Germany, approx. 1820-25
Dimensions: 38 cm (l)
Materials: Hair and gold
Inv. No. G 1619
The necklace with crucifix pendant is made of twenty-eight equally sized pearls for which a very special material was used: braided hair. About three hundred hairs with a length of 80 cm and a Jatte, a special braiding stand, were needed to produce such a necklace. After the individual hairs had been fixed on the Jatte with weights attached, similar to the technique used for Bobbin lace, strands were then laid over each other in a particular sequence to create a braided tube. The tube was then bound into pearls and fitted with gold ornaments in the form of two cylinders at the sides and a fastener. The crucifix pendant was made using the same techniques.

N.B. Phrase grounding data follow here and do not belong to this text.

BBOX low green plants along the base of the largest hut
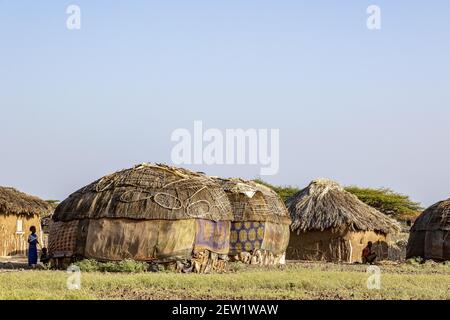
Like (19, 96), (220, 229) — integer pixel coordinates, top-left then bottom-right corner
(74, 259), (149, 273)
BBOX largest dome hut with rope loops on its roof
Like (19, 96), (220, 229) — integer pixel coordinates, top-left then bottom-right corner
(49, 164), (233, 272)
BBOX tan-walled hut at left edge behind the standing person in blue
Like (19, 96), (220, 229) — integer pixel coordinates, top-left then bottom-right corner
(0, 187), (52, 257)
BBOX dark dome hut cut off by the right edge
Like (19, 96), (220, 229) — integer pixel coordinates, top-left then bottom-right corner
(406, 199), (450, 261)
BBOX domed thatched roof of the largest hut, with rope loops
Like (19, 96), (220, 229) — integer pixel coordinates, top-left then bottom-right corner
(53, 163), (233, 221)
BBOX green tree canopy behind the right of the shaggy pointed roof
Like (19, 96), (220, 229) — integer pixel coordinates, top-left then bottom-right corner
(345, 186), (423, 218)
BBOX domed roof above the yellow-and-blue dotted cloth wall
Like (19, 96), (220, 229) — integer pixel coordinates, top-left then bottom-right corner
(216, 178), (291, 224)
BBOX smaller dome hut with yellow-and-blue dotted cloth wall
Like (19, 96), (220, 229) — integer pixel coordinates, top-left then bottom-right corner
(217, 179), (291, 265)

Hair – today an unusual material – became popular in the 18th century. Jewellery made of hair in the form of lockets, featuring a portrait on one side and containing one or several lock(s) of hair on the other, was particularly popular in England. Braided hair jewellery, on the other hand, was a German speciality and had its heyday in the 19th century. It was often produced by non-professional women. In 1820, the book Gründliche Anweisung für Frauen auf alle mögliche Art Haargeflechte nach der jetzigen Mode zu fertigen (Detailed Guide for Women to Create Braided Hair in All its Possible Forms According to Current Fashion) was published in Leipzig. Jewellery made of hair was ideal as pars pro toto objects to honour a loved one or a deceased relative, allowing the wearer to always be close to the departed.